Exmoor is home to a unique diversity of wildlife including wild deer, every species of the British bat, extremely rare flora, and Exmoor ponies, which is in fact a species rarer than the giant panda worldwide. With its extraordinary vegetation and vulnerable wildlife, several areas in the Park have been declared Sites of Special Scientific Interest.
The shoreline boundary of Exmoor National Park is one of the most impressive in Britain. Sheer cliffs – some of the highest in the country, reaching up to 314 m (1,030 ft) – prevent access to the shoreline by land, and there are few places to access it by boat. Exmoor and the North Devon Coast also feature a number of coastal waterfalls, a rare occurrence in much of Europe except for here and the Norwegian fjords. Exmoor’s coastline is also extensively wooded across 16 km (10 mi) of cliff from Countisbury to Porlock.

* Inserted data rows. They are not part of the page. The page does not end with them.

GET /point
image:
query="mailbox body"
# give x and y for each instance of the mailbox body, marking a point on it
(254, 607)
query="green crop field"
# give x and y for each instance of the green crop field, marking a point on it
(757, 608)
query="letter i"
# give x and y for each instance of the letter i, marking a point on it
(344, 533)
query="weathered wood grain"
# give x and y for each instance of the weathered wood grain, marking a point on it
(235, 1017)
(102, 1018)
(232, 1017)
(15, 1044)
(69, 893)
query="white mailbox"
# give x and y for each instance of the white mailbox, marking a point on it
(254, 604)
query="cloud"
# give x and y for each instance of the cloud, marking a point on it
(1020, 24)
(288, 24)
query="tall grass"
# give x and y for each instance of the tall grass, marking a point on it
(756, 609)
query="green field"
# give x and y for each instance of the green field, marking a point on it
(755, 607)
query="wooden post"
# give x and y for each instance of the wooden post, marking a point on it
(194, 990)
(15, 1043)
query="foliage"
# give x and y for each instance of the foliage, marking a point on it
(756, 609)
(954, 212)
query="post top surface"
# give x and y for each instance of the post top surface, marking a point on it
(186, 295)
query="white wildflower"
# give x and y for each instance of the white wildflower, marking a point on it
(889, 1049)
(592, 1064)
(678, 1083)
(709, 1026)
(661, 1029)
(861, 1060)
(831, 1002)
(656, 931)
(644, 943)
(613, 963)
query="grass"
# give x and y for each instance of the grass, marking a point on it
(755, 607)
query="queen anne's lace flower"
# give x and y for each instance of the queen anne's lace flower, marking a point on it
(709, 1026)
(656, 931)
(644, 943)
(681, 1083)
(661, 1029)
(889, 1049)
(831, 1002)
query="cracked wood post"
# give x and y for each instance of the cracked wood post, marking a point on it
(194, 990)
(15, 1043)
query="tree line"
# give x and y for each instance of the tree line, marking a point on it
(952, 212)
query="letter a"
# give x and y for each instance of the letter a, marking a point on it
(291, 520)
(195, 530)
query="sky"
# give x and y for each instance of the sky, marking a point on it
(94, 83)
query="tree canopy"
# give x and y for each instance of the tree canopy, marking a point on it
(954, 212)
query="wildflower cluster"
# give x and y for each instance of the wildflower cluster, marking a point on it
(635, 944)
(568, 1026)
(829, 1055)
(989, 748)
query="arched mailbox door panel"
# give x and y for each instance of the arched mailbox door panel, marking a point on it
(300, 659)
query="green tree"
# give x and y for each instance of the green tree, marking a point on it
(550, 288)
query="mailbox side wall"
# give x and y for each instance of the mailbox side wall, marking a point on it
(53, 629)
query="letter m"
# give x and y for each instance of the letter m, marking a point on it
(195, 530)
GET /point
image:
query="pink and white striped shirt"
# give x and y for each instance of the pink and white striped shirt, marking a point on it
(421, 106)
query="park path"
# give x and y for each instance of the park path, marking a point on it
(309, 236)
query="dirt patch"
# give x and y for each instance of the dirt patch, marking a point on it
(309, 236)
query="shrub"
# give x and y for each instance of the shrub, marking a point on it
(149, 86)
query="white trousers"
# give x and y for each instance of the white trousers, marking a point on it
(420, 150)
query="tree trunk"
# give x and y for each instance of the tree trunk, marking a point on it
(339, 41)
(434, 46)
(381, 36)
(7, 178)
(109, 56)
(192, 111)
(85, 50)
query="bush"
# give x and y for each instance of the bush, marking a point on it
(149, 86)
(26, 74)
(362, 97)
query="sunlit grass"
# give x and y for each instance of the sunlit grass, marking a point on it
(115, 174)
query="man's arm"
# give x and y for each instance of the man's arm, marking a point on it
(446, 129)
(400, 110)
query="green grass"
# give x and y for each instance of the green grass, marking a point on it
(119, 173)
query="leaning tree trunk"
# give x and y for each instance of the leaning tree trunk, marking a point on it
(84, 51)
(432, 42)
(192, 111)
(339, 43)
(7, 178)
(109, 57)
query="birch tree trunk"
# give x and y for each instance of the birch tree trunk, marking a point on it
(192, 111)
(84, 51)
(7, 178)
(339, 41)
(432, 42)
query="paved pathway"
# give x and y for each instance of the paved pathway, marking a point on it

Exmoor National Park was once a Royal Forest and hunting ground and although hunting here was banned in 1994, the Exmoor Hunt still meets in full ceremonial dress. As a deeply rural community, many traditional entertainments are still practised, including thoroughbred racing and pony racing. For tourists, the primary attractions of the Park are scenic walks and rock climbing.
There are many archaeological sites and monuments preserved within the landscape, hinting at the rich historical heritage of Exmoor.